The National Archives is a non-ministerial department of the UK government, housing 1,000 years worth of official British archives.
It’s tasked with preserving important political and cultural heritage, working with both physical and digital records ranging from Shakespeare’s will to tweets from government accounts. Other digital content includes records from the Office for National Statistics website, and data.gov.uk.
John Sheridan, Digital Director of the National Archives, has worked at the National Archives since 2010. In his long career here, he is currently involved in one of the most exciting projects to date – the huge undertaking of digitising web-published government content in partnership with web archiving company, MirrorWeb.
Digitising this vast collection naturally fits with the aims of this body. “As government has moved onto the web, we’ve followed it, and we have for many years now tried to capture, preserve, and make available a comprehensive archive of the UK government on the web,” says Sheridan. “It’s part and parcel of how the government goes about capturing its corporate memory.”
“We’re a physical archive, we’re a first generation digital archive, and we’re moving onto become a second generation disruptive digital archive.”

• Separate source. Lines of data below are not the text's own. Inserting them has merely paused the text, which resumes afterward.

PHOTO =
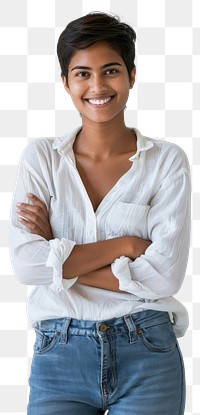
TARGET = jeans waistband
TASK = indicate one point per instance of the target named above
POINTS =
(130, 323)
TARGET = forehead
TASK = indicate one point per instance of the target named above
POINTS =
(96, 55)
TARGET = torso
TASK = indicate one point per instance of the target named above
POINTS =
(99, 177)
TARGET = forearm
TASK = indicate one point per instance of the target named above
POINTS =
(90, 257)
(101, 278)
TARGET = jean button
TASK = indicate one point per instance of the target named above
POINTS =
(103, 327)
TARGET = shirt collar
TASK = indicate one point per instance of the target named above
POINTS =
(64, 143)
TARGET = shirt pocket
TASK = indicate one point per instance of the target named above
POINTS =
(128, 219)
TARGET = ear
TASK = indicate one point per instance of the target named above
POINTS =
(132, 77)
(65, 83)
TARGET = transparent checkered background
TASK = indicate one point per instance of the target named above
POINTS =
(164, 103)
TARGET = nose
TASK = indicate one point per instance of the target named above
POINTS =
(98, 84)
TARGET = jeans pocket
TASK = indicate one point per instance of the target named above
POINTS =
(159, 337)
(45, 340)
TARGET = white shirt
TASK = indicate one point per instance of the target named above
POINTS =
(151, 201)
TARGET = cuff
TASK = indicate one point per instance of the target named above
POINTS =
(121, 270)
(59, 252)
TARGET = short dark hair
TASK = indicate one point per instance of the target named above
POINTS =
(91, 28)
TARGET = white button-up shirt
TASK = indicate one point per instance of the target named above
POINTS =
(151, 200)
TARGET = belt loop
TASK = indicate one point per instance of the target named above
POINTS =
(131, 329)
(64, 334)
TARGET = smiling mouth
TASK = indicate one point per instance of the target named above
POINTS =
(99, 102)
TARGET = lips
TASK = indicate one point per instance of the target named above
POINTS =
(99, 102)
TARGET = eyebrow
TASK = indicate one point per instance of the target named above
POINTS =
(101, 67)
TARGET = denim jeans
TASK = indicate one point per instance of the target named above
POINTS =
(130, 365)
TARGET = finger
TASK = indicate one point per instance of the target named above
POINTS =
(32, 209)
(30, 225)
(36, 201)
(33, 217)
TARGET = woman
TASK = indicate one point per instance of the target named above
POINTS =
(104, 236)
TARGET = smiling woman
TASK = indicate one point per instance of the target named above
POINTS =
(103, 234)
(98, 86)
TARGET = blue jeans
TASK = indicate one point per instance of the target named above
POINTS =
(130, 365)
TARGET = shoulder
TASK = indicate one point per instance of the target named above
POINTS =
(169, 153)
(49, 146)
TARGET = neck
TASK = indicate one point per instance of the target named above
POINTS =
(102, 140)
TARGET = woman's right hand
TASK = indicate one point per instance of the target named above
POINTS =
(136, 246)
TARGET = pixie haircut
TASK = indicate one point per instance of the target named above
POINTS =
(91, 28)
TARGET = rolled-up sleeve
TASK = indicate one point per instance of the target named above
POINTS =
(160, 271)
(35, 260)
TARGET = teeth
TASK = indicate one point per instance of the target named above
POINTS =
(99, 101)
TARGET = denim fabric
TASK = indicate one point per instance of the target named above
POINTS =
(130, 365)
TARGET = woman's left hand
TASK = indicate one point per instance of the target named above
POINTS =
(35, 217)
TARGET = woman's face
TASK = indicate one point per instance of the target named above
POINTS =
(98, 82)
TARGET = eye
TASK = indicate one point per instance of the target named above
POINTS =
(82, 74)
(111, 71)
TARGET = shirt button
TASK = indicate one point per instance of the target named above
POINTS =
(103, 327)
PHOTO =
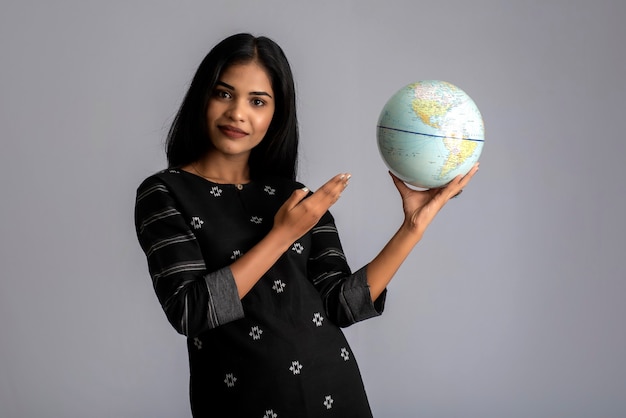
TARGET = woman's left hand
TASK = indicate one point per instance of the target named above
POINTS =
(421, 206)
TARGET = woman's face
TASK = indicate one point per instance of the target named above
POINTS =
(240, 109)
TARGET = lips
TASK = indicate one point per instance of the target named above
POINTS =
(232, 132)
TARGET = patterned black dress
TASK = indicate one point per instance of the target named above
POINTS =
(279, 351)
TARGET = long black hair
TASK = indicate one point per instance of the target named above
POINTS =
(277, 154)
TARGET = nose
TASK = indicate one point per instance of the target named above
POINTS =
(236, 110)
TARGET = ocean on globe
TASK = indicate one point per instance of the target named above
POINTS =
(429, 132)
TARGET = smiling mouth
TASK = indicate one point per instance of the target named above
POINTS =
(232, 132)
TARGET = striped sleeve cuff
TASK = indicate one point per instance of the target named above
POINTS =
(357, 297)
(224, 305)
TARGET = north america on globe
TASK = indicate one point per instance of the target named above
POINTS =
(429, 132)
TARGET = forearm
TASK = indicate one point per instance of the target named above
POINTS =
(382, 268)
(249, 268)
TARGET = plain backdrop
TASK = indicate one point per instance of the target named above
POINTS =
(513, 305)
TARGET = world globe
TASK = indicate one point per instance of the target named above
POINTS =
(429, 132)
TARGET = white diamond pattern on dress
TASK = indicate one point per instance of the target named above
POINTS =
(296, 367)
(196, 222)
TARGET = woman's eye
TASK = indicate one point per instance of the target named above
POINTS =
(223, 94)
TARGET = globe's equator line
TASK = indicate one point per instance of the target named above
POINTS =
(430, 135)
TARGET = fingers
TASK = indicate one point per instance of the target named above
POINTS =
(331, 191)
(296, 197)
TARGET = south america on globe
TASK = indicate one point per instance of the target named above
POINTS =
(429, 132)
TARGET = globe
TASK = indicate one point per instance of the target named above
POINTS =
(429, 132)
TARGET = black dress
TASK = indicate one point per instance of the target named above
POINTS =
(279, 351)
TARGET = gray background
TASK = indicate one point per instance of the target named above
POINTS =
(511, 306)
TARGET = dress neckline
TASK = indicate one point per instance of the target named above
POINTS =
(238, 186)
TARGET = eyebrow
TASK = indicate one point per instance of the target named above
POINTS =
(252, 93)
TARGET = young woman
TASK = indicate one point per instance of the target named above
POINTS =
(246, 262)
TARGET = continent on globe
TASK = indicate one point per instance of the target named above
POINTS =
(429, 132)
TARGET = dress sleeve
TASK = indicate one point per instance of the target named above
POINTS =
(194, 300)
(346, 295)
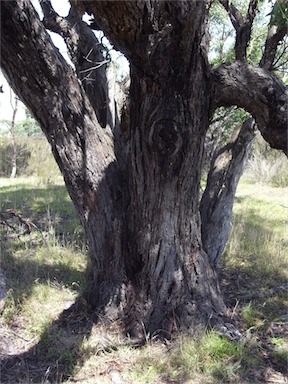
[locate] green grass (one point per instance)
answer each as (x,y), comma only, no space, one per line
(46,277)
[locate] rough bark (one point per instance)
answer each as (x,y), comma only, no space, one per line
(83,150)
(217,200)
(143,225)
(274,36)
(86,53)
(258,91)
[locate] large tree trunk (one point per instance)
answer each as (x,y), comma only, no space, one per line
(170,280)
(226,168)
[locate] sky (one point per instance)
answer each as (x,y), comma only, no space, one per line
(62,8)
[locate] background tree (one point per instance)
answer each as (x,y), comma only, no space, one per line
(135,185)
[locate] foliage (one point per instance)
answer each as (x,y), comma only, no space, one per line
(267,165)
(46,272)
(34,157)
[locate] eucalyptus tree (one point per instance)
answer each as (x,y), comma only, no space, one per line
(134,179)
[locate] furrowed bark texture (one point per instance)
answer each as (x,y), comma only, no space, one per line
(148,264)
(258,91)
(217,201)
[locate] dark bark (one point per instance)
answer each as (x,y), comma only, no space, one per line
(217,201)
(143,225)
(86,53)
(83,150)
(258,91)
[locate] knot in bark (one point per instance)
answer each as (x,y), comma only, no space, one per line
(165,137)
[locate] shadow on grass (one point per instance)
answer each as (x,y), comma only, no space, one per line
(56,355)
(32,261)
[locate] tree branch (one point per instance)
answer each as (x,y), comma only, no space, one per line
(86,53)
(260,93)
(56,98)
(141,28)
(216,203)
(242,25)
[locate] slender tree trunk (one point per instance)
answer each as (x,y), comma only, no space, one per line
(226,168)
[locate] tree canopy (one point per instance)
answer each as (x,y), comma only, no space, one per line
(134,175)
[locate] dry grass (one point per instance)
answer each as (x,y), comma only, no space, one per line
(49,328)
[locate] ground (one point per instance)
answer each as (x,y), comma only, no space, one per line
(48,334)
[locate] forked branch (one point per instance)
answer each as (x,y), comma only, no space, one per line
(260,93)
(242,25)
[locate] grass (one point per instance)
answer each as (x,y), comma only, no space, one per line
(49,325)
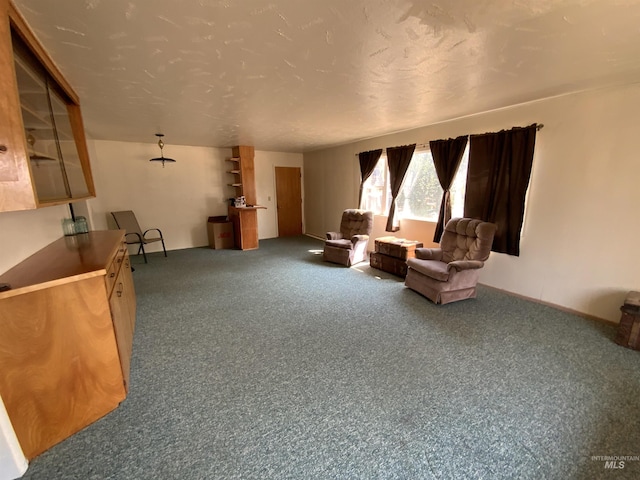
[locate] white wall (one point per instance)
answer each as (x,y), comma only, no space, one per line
(177,199)
(579,246)
(180,197)
(13,463)
(23,233)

Preserving government records is obviously an important task, but who are the people most likely to be regularly drawing upon this database? “It’s really anyone who’s got an interest in what the government was saying, and that ranges from the engaged citizen who’s wanting to point at what we’ve archived as part of a conversation they’re having on Twitter right the way through to people working inside government itself,” says Sheridan.

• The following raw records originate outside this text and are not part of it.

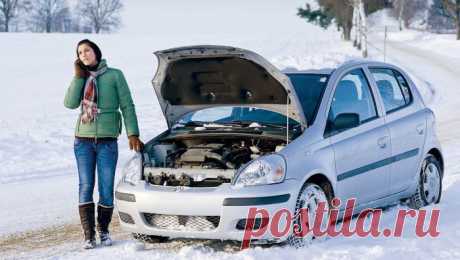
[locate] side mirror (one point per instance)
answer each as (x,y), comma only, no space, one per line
(346,121)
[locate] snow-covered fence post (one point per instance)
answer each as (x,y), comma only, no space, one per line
(363,26)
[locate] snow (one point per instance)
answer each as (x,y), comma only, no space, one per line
(38,174)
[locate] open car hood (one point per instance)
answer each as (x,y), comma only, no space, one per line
(197,77)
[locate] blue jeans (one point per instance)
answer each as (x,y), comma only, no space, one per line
(89,155)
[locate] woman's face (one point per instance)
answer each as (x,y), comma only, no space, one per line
(87,55)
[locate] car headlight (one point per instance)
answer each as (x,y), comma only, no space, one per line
(268,169)
(132,170)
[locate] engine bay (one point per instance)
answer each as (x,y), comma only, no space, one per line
(204,161)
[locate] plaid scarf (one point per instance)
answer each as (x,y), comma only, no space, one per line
(89,108)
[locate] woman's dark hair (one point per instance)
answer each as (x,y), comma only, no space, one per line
(93,46)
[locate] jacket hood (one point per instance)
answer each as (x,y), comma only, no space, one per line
(198,77)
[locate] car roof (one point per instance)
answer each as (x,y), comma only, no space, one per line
(343,65)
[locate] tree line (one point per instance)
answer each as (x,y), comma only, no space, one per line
(440,16)
(87,16)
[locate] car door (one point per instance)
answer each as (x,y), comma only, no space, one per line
(360,151)
(407,125)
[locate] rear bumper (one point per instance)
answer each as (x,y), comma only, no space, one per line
(230,204)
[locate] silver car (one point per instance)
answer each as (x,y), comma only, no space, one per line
(243,134)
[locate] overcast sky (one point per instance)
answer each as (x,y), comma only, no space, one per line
(209,16)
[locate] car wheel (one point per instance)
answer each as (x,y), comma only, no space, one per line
(310,196)
(429,185)
(149,239)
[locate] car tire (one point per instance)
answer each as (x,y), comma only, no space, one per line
(429,186)
(149,239)
(315,193)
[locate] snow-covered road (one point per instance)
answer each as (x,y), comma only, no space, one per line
(35,202)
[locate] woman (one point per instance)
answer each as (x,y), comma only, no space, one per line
(100,92)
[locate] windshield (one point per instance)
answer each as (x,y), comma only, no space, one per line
(309,89)
(237,114)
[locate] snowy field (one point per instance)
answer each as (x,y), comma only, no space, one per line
(38,178)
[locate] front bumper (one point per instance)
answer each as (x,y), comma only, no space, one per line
(229,203)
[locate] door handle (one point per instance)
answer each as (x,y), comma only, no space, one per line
(420,128)
(382,142)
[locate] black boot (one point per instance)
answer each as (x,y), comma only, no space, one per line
(104,216)
(88,223)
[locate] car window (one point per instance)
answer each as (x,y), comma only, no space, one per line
(309,89)
(352,96)
(229,114)
(393,88)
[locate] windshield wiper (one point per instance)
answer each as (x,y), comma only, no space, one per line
(262,124)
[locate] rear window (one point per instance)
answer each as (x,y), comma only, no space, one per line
(309,89)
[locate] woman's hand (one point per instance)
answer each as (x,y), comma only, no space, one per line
(135,143)
(79,71)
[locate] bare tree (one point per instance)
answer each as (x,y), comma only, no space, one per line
(49,15)
(8,10)
(452,8)
(101,15)
(408,10)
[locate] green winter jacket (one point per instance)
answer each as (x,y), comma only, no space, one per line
(113,96)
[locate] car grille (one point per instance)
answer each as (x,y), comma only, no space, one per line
(182,223)
(125,217)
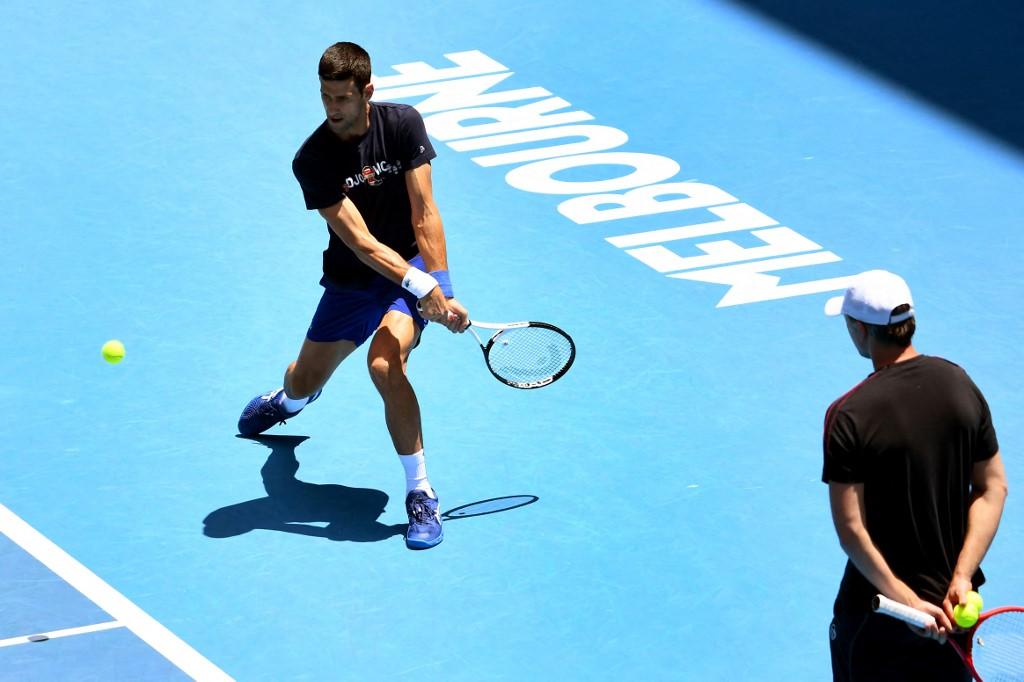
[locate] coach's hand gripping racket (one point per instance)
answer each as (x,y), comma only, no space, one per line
(995,644)
(525,354)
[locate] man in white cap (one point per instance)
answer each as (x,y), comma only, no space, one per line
(916,486)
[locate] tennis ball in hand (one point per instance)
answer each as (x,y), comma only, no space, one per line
(965,614)
(973,598)
(114,351)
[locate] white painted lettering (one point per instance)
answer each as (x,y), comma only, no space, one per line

“We know that a lot of civil servants or public officials will use our web archive for quickly and easily checking what previous policy used to be, or looking up something that was said in an old document.”
The web archive was previously held in “an on-site bespoke designed hosting infrastructure”. And another aim of the project is to migrate this collection to cloud-based storage, as well as to improve searching, access and the use of it for the people who are trying to access the collection, according to Sheridan. “Search is a traditionally very difficult problem with a large web archive, and this collection is currently about 135 terabytes, so it’s quite a big collection,” he says.
But another complicating factor is that the collection is not solely made up of text-based artifacts. “You’ve got things like video, you’ve got text, you’ve got spreadsheets, you’ve got raw data, you’ve got CSV files, you’ve got photographs and images, all sorts of things,” says Sheridan. “It’s a very diverse collection of data.”
To improve searchability of this extensive content, they have adopted ‘optical character recognition’ (OCR), which is the electronic conversion of written text into machine-encoded text, a common way of digitising printed documents.
“By OCRing that content, it meant that for the first time we could provide a full-text search across all of the material held in the archive,” says Sheridan.
“We were then able to add some faceting to the search,” he says. “If something had been on the old Department for Education’s website and you knew it was there, rather than doing a search across the whole of the web archive, you can now search just on that domain and find any content that we’ve archived within that domain over the time, or you can limit your search by a time period.”
Sheridan also sees possibilities in different emerging technologies. “We have a strong interest in artificial intelligence, and we are looking at a range of different kinds of applications of artificial intelligence that’s enabled by the cloud, because we can see the opportunities when we process content at scale to be able to improve access and improve intellectual control and what we understand about a collection,” he says.
“Artificial intelligence in the sense of things like handwriting recognition technology, but also exploring artificial intelligence for things like appraisal and selection, so sorting email, for example, so you can distinguish between personal email and business email using artificial intelligence.”
Blockchain technologies also offer potential interest to the organisation. “We’re very interested in technologies around trust and authenticity, so we’re doing quite a lot of research work around technologies for assuring that records haven’t been changed over time,” says Sheridan.
The ongoing project represents a pivotal moment in his extensive career with the National Archives. “It’s one of the best things I’ve been involved with,” he says. “I’ve been here for about 10 years in the organisation, and it’s just been such a brilliant project.”